Remove all the cards from the playing field — again and again and again.
Of late, there’s been a resurgence of solitaire-based games, both in the casual and social game arenas and through it, some interesting variants of the classic card game have emerged. With Legends of Solitaire: The Lost Cards, developer The Revills Games obviously hoped to add to the growing list of cool new solitaire titles. Sadly, the company’s slap-dash adventure/solitaire game just isn’t that much fun.
The trouble starts immediately, as the game represents itself as an adventure game with a solitaire component. Not only do the game’s title and intro sequence imply this; the company’s own description of it does. “Play fun filled matches of Solitaire as you journey across the Solitaire Kingdom on the quest to find all the cards.” Call me crazy, but when I read that, I figured I’d be playing solitaire in the service of something larger: exploring the land, doing battle with evil, saving a kingdom, perhaps. I was sadly mistaken. There was no journeying, questing or finding of anything, let alone any exploring, battling or saving. What there was, were roughly a hundred monotonous hands of solitaire.
The game’s cliche-packed intro told an extremely vague story of the ill-fated Kingdom of Cards where one day, the suits turned against one another and the House of Cards vanished. Then evil came in the form of some typical green-skinned monsters and a wizard came after that, to locate the “One” who can find the lost cards and save the kingdom. Yawn.
I was told I was the “One” who was supposed to save the kingdom, so I set about playing solitaire: or a simplified version of it anyway. The rules here are a little different than classic solitaire—rather than creating rows of sequential, alternate-colored cards, here you remove cards individually by matching them to cards one higher or lower, drawn from a deck. For instance, if a row has a nine card visible, then to remove it you need to draw an eight or a ten card from the deck.
Another significant difference between classic solitaire and this version is the use of powerups. An in-game shop offers powerups such as a mace that breaks card locks or an ax that removes cards from the board and you can purchase these with cash you earn as you play.

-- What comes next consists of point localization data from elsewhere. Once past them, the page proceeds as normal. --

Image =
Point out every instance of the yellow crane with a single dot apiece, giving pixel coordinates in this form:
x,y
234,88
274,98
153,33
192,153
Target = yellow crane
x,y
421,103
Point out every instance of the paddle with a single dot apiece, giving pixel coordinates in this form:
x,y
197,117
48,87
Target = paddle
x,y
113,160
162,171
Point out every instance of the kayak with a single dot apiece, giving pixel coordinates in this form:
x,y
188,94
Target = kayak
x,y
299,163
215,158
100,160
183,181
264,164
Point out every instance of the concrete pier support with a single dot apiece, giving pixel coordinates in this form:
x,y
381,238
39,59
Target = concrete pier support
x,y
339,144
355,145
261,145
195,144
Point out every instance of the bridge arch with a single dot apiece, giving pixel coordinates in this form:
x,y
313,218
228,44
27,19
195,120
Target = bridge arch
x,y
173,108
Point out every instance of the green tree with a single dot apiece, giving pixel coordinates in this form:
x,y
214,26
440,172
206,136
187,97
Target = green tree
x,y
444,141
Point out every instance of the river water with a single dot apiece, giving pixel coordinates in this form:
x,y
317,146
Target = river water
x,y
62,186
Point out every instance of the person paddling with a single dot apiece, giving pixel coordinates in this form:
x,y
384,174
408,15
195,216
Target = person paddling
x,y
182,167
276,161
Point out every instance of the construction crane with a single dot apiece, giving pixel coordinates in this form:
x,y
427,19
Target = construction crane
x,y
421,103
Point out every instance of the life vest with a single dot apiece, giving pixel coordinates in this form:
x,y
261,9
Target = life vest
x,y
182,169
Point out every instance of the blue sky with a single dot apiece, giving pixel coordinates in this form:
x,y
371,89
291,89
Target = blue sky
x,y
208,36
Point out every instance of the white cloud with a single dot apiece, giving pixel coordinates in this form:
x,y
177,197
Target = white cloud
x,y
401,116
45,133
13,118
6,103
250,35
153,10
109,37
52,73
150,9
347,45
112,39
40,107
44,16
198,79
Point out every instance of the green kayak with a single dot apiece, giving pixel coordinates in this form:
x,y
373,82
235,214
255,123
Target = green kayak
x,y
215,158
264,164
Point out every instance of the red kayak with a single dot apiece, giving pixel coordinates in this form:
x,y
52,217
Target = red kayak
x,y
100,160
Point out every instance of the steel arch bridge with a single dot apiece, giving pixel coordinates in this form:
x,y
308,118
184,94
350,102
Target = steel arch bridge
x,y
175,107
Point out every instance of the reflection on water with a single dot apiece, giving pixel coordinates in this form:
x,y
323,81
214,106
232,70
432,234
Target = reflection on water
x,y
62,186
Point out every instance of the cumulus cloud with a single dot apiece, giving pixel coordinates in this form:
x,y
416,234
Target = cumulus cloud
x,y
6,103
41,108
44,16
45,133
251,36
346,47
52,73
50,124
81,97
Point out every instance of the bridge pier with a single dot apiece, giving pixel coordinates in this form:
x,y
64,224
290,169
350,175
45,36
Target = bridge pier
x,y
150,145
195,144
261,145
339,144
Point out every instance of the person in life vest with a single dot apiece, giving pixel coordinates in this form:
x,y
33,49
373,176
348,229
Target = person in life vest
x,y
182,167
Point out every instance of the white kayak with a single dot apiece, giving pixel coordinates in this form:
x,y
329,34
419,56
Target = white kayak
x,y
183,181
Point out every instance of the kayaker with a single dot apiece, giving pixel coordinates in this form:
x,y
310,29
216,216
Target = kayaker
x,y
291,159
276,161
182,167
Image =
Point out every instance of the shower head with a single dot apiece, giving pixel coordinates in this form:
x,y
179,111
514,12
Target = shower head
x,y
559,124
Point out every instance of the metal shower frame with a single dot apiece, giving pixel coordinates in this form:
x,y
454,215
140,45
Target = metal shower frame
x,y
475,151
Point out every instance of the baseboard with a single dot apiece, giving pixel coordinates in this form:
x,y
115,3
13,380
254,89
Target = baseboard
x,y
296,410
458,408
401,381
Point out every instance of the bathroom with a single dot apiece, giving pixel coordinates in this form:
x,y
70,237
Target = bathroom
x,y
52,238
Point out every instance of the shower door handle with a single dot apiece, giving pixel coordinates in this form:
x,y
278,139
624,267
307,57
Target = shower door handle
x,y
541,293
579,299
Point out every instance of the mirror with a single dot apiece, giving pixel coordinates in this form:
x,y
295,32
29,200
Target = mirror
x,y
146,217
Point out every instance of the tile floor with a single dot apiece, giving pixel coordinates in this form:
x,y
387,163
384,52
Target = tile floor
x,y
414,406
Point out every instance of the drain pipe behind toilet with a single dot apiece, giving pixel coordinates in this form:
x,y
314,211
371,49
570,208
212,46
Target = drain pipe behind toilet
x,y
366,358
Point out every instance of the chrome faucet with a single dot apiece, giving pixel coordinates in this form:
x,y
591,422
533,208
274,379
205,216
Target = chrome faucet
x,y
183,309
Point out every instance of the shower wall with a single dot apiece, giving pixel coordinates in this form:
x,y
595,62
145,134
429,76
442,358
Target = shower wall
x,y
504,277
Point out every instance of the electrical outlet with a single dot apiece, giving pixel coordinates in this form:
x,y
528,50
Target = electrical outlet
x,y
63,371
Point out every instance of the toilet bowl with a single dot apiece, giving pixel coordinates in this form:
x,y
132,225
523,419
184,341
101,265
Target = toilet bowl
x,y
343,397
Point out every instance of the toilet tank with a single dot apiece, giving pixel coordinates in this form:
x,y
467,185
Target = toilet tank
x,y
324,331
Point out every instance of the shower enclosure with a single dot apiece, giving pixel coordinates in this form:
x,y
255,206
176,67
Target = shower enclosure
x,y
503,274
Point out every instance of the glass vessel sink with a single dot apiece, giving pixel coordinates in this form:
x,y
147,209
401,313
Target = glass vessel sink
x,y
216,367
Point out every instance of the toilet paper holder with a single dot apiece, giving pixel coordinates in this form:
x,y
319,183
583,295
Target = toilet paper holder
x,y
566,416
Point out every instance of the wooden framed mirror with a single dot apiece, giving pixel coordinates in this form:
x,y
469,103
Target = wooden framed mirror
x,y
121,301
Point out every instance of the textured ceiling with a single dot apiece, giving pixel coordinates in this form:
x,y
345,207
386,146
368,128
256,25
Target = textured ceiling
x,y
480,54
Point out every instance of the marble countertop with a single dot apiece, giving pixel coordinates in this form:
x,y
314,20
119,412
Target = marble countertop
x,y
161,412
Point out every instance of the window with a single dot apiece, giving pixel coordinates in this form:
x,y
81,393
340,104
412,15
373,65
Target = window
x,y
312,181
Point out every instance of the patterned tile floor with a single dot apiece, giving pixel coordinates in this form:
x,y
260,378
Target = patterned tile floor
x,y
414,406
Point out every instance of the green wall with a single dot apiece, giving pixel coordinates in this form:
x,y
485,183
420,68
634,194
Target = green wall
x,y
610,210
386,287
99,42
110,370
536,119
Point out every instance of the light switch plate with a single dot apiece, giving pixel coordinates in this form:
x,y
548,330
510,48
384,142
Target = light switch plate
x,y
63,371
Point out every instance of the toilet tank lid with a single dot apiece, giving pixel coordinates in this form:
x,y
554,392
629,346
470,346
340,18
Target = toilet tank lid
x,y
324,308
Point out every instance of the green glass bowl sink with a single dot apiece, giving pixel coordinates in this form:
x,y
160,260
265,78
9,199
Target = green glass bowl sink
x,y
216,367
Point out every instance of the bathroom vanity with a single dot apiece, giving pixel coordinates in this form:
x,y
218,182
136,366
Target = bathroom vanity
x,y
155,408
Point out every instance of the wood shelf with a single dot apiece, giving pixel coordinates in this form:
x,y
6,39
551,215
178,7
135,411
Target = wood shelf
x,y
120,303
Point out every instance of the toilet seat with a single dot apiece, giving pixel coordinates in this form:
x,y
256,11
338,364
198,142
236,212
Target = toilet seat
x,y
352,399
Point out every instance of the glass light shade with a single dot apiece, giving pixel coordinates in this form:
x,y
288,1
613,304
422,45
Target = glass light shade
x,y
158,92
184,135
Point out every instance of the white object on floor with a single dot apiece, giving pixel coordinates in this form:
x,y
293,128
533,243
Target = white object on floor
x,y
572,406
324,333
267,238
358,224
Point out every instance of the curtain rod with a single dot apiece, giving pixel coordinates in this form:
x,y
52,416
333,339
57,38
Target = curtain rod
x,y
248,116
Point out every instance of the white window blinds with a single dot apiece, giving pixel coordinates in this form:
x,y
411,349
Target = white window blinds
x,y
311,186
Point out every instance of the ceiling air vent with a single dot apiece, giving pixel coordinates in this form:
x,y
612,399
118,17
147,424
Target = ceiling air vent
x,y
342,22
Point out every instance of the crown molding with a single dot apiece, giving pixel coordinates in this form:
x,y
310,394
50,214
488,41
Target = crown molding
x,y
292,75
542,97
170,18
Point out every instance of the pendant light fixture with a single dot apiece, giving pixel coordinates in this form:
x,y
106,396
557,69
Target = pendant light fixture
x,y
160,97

In addition to permanent/active powerups, there are passive powerups that grant bonus multipliers and single-use powerups (like potions that put out fires).

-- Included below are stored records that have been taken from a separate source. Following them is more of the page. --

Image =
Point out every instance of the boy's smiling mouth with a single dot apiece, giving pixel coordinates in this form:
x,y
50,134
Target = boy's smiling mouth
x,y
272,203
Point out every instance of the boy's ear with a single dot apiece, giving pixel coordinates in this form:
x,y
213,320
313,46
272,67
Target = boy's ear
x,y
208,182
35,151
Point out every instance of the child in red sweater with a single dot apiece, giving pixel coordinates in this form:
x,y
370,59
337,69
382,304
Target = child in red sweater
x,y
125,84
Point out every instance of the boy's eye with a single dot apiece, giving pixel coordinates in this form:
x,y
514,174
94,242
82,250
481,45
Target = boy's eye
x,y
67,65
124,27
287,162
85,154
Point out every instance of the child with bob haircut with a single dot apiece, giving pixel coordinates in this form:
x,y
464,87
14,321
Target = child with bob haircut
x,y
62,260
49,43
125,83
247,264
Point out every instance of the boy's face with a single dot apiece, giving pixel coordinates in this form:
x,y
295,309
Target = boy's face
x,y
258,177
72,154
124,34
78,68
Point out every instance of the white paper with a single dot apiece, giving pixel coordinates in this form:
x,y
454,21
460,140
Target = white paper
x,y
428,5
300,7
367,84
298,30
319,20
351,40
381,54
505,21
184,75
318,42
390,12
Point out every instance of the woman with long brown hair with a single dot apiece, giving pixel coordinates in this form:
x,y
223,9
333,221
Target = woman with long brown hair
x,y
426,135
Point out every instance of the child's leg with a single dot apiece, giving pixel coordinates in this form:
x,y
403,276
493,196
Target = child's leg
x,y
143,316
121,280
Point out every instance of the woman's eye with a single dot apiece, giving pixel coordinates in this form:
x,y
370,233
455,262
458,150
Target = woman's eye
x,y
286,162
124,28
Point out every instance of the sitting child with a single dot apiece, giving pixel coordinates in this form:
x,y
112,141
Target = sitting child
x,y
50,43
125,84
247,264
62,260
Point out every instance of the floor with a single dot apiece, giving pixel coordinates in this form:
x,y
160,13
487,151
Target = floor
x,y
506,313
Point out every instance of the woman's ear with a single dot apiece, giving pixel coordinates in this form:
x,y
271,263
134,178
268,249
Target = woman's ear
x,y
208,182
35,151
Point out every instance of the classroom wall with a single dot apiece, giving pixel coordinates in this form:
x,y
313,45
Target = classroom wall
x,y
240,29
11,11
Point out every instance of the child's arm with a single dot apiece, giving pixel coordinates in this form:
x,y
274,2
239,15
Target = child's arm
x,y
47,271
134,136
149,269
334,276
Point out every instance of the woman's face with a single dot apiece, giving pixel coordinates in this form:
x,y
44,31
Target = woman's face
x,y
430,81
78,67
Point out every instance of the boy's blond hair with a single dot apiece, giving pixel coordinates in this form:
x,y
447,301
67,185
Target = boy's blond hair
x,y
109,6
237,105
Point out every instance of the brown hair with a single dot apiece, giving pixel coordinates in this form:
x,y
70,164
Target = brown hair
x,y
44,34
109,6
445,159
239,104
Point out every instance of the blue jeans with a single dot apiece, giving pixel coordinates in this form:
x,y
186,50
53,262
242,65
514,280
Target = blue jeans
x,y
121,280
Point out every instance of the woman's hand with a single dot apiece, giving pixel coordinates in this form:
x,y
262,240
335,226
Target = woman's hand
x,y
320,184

These powerups add a modicum of interest to just matching cards as do the game’s “special” cards. These show up randomly in your draw deck and can help or hurt you. You might draw a blacksmith card that gives you some coin or a star card that helps you achieve your objective. Then again, you could draw a sorcerer card that temporarily destroys one of your powerups. This element of chance added to the broad selection of powerups should make for a pretty interesting brand of solitaire. For some reason though, it doesn’t.
Every ten-hand level starts with a story blurb telling you where you are and what you’re doing. You’re also given some objectives which consists of things like, “Collect 70 stars, Earn $900 cash and Achieve 4 Perfect (clear) boards.” You play ten hands of solitaire in hopes of achieving these goals, and if you fail to complete any one of them, you must replay the ten hands until you succeed. When you do succeed, you’d expect some kind of reward, some fun animated cutscene or story tidbit to give you a sense of accomplishment, right? If so, you’re going to be disappointed. All you get upon completing your objectives is an image of a static map with a blue dot blinking on it to indicate your progress. That and a Play button that sends you on to another ten-hand level.

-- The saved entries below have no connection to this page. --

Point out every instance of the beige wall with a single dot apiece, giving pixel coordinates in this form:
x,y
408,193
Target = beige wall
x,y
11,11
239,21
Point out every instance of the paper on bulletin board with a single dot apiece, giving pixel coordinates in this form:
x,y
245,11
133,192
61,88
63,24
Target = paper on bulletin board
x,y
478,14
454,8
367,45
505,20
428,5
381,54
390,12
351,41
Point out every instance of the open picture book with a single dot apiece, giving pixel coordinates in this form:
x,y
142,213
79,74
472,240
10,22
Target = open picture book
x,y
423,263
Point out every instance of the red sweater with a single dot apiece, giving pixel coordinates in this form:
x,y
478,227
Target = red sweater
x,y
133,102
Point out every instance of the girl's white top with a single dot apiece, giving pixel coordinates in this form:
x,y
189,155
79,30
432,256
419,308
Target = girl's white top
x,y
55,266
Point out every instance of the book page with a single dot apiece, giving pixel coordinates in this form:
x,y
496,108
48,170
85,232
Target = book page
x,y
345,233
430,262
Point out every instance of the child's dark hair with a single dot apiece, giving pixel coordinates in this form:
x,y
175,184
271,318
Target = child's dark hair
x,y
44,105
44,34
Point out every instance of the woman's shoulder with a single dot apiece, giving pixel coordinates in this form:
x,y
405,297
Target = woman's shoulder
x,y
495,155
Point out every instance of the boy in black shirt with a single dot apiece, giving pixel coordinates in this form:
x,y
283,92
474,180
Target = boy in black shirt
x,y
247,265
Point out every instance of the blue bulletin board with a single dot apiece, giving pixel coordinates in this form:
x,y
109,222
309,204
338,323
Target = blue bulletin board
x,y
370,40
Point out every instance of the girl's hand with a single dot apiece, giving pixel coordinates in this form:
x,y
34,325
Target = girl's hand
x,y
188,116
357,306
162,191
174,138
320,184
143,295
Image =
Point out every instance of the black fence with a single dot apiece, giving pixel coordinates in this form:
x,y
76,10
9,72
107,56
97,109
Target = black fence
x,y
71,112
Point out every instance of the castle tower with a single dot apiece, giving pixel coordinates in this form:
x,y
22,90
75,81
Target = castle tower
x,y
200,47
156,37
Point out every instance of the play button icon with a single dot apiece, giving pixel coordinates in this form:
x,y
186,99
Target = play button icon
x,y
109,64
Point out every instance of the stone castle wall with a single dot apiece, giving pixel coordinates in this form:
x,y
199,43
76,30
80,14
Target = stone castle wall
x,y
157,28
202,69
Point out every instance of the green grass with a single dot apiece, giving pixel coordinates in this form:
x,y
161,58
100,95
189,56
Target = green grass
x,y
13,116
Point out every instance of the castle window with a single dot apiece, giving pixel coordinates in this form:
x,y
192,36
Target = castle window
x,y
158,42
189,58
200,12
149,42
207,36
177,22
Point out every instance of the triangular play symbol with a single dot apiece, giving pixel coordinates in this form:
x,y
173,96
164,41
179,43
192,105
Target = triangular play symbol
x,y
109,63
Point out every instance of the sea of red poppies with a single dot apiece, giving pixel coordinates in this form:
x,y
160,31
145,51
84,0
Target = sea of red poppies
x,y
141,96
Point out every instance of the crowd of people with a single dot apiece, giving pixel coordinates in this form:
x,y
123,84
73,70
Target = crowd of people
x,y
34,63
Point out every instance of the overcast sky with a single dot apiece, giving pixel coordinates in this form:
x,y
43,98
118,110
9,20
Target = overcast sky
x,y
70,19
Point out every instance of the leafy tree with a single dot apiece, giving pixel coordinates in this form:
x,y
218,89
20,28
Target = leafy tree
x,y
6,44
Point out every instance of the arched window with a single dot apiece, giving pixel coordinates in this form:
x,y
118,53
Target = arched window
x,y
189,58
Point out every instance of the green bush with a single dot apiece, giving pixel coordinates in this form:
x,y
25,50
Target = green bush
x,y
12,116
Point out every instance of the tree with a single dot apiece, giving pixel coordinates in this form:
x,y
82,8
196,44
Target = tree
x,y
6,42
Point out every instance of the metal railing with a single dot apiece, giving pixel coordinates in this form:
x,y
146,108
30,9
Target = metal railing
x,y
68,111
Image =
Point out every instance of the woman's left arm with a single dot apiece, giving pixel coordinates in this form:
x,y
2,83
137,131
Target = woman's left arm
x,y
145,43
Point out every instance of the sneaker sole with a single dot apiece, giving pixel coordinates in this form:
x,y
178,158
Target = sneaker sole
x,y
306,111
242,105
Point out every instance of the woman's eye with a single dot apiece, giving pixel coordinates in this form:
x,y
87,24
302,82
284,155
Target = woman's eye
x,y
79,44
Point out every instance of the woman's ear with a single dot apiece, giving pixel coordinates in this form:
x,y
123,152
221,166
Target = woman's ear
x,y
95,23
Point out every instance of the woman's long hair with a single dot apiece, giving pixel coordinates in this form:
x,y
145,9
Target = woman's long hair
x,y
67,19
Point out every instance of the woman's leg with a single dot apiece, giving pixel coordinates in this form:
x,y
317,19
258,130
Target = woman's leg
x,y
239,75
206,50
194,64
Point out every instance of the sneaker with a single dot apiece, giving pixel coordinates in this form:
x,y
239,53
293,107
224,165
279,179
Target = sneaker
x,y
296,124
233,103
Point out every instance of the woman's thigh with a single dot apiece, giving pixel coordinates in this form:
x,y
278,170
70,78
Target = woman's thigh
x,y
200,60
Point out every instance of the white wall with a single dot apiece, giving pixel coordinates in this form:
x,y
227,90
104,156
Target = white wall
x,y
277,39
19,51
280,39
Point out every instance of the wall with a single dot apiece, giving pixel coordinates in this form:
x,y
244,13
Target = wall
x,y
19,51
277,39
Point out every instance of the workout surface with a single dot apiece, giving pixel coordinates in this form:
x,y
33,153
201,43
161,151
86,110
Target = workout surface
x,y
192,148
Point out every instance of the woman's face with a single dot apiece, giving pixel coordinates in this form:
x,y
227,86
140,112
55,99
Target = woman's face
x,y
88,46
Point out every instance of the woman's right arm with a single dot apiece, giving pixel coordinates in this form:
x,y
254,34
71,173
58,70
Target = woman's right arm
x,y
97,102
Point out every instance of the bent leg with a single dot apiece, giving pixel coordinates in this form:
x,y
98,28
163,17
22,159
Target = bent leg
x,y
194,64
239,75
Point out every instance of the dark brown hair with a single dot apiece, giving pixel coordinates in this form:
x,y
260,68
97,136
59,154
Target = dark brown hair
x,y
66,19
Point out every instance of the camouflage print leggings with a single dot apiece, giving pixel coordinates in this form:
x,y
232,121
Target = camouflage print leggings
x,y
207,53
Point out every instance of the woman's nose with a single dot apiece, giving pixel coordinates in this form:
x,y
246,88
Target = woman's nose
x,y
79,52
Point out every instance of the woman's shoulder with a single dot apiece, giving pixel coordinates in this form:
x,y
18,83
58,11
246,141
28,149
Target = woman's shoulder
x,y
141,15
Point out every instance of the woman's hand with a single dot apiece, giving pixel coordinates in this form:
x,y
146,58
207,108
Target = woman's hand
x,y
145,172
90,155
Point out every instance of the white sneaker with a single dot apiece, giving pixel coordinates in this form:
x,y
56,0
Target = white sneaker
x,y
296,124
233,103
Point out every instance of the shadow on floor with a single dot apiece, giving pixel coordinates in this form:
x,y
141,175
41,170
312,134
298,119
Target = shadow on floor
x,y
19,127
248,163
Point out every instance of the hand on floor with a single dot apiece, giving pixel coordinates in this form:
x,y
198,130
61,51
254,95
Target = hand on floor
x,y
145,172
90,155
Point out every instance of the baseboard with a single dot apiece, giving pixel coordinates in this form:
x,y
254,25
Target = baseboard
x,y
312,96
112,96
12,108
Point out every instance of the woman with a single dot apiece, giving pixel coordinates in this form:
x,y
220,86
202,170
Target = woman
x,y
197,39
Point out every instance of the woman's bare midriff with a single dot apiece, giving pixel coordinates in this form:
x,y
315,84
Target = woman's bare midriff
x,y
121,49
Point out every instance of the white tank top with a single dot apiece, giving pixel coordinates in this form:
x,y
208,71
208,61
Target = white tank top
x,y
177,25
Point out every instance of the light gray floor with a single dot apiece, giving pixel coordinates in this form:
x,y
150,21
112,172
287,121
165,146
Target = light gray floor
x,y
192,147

It appears that The Revills Games tried to create variation in The Lost Cards by progressively changing the card layouts and in some games, by blocking cards with fire or locks. The problem is, these formation changes and piddly obstacles don’t present much in the way of variation or challenge. They also tried to add interest by allowing you to choose your own deck and to play two other game modes: TriPeaks and Free Play. Again, problems. While it’s good you can change decks (the default deck has characters drawn on its non-face cards and is visually confusing), it doesn’t add much entertainment value, and the only thing differentiating the two extra game modes from the main game is their lack of pointless story blurbs.
What often saves a not-so-great game is its amazing graphics and effects, but I’m afraid The Lost Cards doesn’t have much going on in that regard. The hasty 2D backgrounds aren’t horrible but aren’t life-changing either, and the music ranges from the suitably orchestral to the oddly inappropriate (there’s one Muzak-ish theme that sounds as if it’s played by the piano guy at Nordstrom). Adding insult to injury, nothing ever comes of the so-called “story”. Once you’ve played through what feels like a thousand hands of solitaire, the game ends with nothing but a careless nod to its narrative. Not that surprising all things considered, but still a disappointment.
Overall, Legends of Solitaire: The Lost Cards just isn’t very much fun. With all the cool modern solitaire variants available today—especially of the free-to-play kind—developers who want our money need to offer us fun, unique experiences. The Lost Cards fails utterly do that, and instead offers us a game that’s monotonous and unrewarding.